AFAIK, designing an AI that cares about features of the environment that it’s not directly measuring is another open problem
Actually, this isn’t entirely an open problem. If the environment is known or mostly known, we can easily define a model of the environment and define a utility function in terms of that model. The problem is that when we expect an AI to build a model of the environment from scratch, we don’t have the model ahead of time to use in the definition of our utility function. We do know what the AI’s measurements will look like since we define what inputs it gets, so we can define a utility function in terms of those. That is when we get the problem where we have no way of making it care about things that it is not directly measuring.
Is this a bug or a feature?
It may be a lot easier to design a reduced impact AI if you start off with reduced scope. Have it care about the region it’s tasked with, and the boundaries of that region, and then don’t have it worry about the rest. (This is my reading of Stuart_Armstrong’s idea; the Master AI’s job is to write the utility function and boundary conditions for the Disciple AI, which will actually be given actuators and sensors.)
“Don’t worry about the rest” isn’t something we want an AI to do. If its utility function makes no explicit reference to the rest of the universe, it has no incentive not to replace it with more computing power that it can use to better optimize the region that it does care about.
The problem is that when we expect an AI to build a model of the environment from scratch
Is this a wise approach? What does “scratch” mean?
“Don’t worry about the rest” isn’t something we want an AI to do. If its utility function makes no explicit reference to the rest of the universe, it has no incentive not to replace it with more computing power that it can use to better optimize the region that it does care about.
That’s what the boundary conditions are for. A fully formalized version of “don’t trust as valid any computations run outside of your region” seems like the easiest way to disincentivize the AI from trying to run computations in the rest of the universe.
Is this a wise approach? What does “scratch” mean?
What I had in mind while writing this was Solomonoff induction. If the AI’s model of the universe could be any computable program, it is hard to detect even a paperclip (impossible in full generality due to Rice’s theorem). On LW, the phrase ‘ontological crisis’ is used to refer to the problem of translating a utility function described in terms of one model of the universe into something that can be use in a different, presumably more accurate, model of the universe. The transition from classical physics to quantum mechanics is an illustrative example; why should or shouldn’t our decisions under many worlds be approximately the same as they would be in a classical universe?

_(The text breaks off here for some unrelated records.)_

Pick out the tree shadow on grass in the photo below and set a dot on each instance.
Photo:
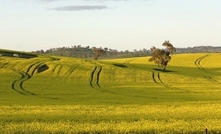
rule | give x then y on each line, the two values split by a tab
161	70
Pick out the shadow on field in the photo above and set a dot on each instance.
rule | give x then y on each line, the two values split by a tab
120	65
161	70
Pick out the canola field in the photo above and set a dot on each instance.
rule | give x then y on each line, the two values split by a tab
49	94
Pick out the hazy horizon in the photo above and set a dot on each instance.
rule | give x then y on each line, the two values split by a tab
29	25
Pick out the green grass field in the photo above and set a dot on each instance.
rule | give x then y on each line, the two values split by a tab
49	94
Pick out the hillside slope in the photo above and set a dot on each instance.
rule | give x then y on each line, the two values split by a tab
61	80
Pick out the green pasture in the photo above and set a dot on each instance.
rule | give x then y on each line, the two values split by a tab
49	94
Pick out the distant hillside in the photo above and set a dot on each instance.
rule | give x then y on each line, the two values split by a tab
86	52
11	53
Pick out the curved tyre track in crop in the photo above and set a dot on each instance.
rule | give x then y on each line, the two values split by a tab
17	85
200	67
157	79
197	62
95	76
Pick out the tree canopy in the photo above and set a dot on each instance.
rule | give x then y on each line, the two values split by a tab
162	56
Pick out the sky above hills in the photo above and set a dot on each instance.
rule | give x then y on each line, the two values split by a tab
30	25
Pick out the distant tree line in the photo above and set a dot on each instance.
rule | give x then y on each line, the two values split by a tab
89	52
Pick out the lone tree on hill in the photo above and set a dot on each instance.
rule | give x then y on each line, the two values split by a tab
97	52
162	56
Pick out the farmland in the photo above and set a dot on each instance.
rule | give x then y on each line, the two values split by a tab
49	94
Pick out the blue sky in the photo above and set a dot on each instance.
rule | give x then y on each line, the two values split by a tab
29	25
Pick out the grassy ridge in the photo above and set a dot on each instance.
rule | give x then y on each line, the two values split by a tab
110	96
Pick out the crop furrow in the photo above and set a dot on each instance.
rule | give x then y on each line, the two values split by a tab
158	76
98	76
200	67
17	85
92	76
153	77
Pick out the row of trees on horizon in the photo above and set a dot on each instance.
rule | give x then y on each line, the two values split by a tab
87	51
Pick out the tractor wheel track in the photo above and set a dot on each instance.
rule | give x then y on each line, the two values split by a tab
17	85
200	67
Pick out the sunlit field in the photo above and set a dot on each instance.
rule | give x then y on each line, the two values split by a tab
49	94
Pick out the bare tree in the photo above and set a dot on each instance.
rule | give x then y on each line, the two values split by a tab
162	56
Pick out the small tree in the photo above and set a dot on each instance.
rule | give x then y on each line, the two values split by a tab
162	57
97	52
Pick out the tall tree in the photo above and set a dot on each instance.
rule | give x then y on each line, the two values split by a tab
97	52
162	56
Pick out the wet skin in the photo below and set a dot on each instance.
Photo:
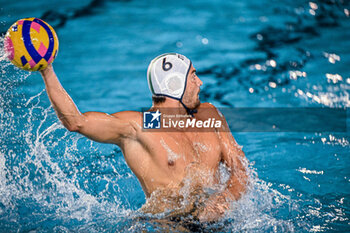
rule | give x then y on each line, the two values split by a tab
171	166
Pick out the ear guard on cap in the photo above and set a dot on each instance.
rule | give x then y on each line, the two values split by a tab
167	75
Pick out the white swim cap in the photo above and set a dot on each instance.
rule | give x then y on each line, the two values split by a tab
167	75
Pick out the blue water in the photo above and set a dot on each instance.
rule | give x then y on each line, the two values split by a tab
248	54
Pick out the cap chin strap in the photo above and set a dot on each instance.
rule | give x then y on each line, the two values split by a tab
188	110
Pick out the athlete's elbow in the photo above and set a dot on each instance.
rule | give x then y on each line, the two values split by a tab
72	126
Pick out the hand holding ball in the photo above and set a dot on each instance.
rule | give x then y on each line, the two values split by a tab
31	44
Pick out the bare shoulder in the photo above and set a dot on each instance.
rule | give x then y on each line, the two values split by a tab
127	115
132	117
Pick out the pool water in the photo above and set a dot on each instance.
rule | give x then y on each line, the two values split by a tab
249	53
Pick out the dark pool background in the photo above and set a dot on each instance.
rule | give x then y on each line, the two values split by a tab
249	53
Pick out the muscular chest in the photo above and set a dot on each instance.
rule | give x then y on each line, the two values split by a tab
177	150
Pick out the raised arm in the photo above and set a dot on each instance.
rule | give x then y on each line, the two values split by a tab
97	126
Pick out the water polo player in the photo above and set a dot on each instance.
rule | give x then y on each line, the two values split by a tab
178	170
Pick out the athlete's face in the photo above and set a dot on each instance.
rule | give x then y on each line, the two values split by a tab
191	95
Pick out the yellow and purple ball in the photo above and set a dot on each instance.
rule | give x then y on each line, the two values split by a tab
31	44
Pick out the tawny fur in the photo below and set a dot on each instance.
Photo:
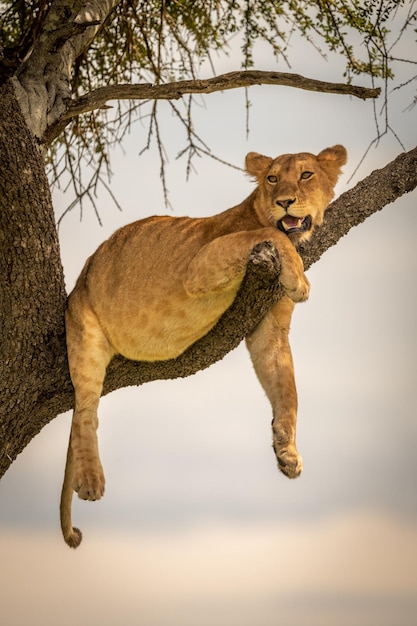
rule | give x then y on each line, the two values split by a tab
159	284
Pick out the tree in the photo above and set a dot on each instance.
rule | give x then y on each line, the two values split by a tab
61	62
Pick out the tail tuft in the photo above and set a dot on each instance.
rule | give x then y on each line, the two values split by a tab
73	538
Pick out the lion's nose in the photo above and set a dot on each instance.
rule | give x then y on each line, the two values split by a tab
286	203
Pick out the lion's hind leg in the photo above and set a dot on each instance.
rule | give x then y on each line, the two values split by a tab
89	353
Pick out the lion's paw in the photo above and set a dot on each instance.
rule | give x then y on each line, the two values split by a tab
289	462
298	289
265	253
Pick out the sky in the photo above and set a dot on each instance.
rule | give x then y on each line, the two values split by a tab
197	526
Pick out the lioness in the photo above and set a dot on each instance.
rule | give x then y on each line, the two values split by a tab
161	283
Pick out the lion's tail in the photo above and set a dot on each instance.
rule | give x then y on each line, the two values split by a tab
72	536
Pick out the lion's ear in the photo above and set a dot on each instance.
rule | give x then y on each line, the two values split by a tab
256	164
331	160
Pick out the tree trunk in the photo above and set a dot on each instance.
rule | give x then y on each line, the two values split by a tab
32	293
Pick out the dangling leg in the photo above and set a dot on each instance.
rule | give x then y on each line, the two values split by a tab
271	356
89	353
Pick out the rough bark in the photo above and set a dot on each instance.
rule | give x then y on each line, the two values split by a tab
32	294
172	91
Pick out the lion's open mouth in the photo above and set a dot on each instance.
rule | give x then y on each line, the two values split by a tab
290	224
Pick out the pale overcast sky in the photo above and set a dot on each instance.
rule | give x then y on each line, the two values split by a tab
197	526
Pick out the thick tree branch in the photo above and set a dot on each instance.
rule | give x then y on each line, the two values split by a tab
171	91
42	83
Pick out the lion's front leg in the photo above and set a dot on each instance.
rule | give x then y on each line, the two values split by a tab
221	264
271	356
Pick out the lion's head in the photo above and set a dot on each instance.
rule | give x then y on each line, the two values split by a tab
294	190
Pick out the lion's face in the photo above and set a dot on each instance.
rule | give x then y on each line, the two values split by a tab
294	190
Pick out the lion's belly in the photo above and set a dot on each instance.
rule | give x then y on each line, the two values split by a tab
165	330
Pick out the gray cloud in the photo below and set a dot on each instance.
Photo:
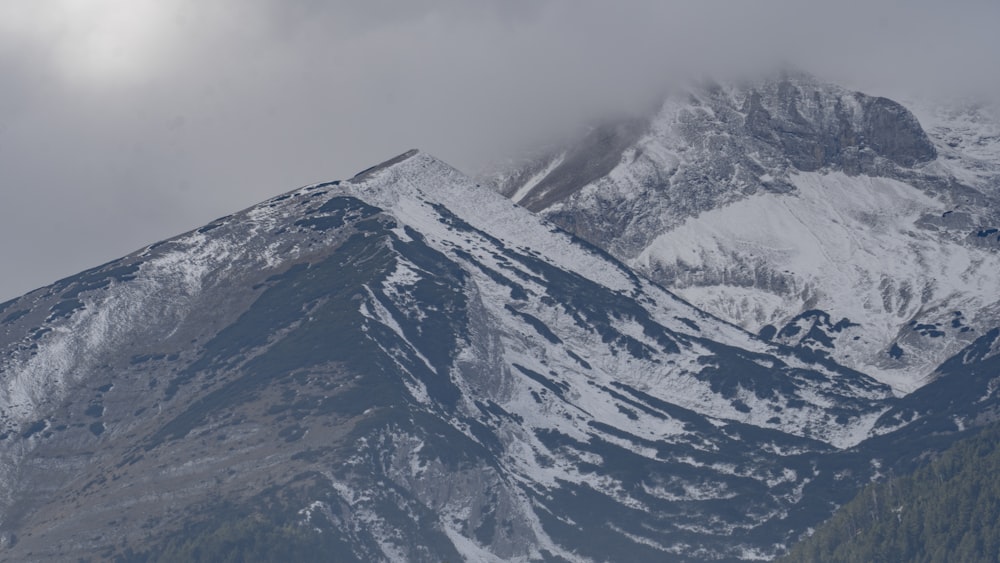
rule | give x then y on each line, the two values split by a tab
119	127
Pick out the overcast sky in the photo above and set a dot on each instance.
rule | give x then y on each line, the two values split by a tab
123	122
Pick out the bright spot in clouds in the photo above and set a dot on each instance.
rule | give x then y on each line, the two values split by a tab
92	41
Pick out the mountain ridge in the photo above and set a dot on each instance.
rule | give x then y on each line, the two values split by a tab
421	370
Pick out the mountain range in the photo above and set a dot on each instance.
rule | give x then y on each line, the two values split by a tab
687	336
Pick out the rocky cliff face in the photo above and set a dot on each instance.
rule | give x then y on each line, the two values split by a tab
407	367
820	217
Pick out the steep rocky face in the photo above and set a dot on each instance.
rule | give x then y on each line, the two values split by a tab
407	367
816	216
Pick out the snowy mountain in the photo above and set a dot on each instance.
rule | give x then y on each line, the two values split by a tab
806	213
406	366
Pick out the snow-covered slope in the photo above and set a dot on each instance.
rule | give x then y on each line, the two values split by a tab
816	216
407	366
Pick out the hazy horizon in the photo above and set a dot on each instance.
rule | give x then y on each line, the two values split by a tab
124	122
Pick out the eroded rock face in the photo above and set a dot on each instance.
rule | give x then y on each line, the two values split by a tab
818	127
407	367
762	201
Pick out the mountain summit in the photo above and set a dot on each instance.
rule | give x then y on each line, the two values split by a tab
407	366
819	217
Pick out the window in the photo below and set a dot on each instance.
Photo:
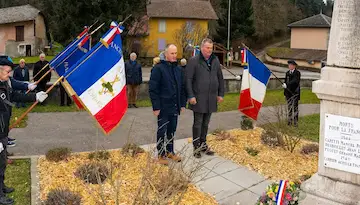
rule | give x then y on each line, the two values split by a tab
19	33
189	26
162	26
161	44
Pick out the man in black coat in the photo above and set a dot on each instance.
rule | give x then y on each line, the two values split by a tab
133	79
6	96
205	89
37	69
292	92
167	94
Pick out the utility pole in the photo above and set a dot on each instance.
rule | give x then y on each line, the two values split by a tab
228	43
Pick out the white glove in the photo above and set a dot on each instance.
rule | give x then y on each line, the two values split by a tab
41	96
32	86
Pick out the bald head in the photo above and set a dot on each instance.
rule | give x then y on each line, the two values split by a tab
171	53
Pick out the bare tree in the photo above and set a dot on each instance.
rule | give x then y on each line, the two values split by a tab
189	33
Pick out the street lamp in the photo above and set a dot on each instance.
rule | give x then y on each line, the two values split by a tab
228	43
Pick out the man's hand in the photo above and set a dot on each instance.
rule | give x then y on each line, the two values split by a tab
41	96
32	86
156	112
192	101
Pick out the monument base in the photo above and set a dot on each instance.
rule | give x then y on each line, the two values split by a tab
321	190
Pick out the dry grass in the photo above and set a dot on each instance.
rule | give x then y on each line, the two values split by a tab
273	163
130	175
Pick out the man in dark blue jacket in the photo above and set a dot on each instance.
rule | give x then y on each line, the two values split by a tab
21	73
133	79
167	94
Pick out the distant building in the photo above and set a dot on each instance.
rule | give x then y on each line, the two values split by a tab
22	31
311	33
309	43
155	30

As for whether this is a good idea, it seems much harder, if even possible, to build an AI that doesn’t need to navigate such transitions as it is to build one that can do so.
That’s what the boundary conditions are for. A fully formalized version of “don’t trust as valid any computations run outside of your region” seems like the easiest way to disincentivize the AI from trying to run computations in the rest of the universe.
This still seems very dangerous. If there is a boundary beyond which it has no incentive to preserve anything, I think that at least some things outside of that boundary get destroyed by default. Concretely, what if the AI creates self-replicating nanobots and has some system within its region to prevent them from replicating uncontrollably, but there is no such protection in place in the rest of the universe?
Actually, this isn’t entirely an open problem. If the environment is known or mostly known, we can easily define a model of the environment and define a utility function in terms of that model. The problem is that when we expect an AI to build a model of the environment from scratch, we don’t have the model ahead of time to use in the definition of our utility function. We do know what the AI’s measurements will look like since we define what inputs it gets, so we can define a utility function in terms of those. That is when we get the problem where we have no way of making it care about things that it is not directly measuring.
“Don’t worry about the rest” isn’t something we want an AI to do. If its utility function makes no explicit reference to the rest of the universe, it has no incentive not to replace it with more computing power that it can use to better optimize the region that it does care about.
Is this a wise approach? What does “scratch” mean?
That’s what the boundary conditions are for. A fully formalized version of “don’t trust as valid any computations run outside of your region” seems like the easiest way to disincentivize the AI from trying to run computations in the rest of the universe.
What I had in mind while writing this was Solomonoff induction. If the AI’s model of the universe could be any computable program, it is hard to detect even a paperclip (impossible in full generality due to Rice’s theorem). On LW, the phrase ‘ontological crisis’ is used to refer to the problem of translating a utility function described in terms of one model of the universe into something that can be use in a different, presumably more accurate, model of the universe. The transition from classical physics to quantum mechanics is an illustrative example; why should or shouldn’t our decisions under many worlds be approximately the same as they would be in a classical universe?
As for whether this is a good idea, it seems much harder, if even possible, to build an AI that doesn’t need to navigate such transitions as it is to build one that can do so.
This still seems very dangerous. If there is a boundary beyond which it has no incentive to preserve anything, I think that at least some things outside of that boundary get destroyed by default. Concretely, what if the AI creates self-replicating nanobots and has some system within its region to prevent them from replicating uncontrollably, but there is no such protection in place in the rest of the universe?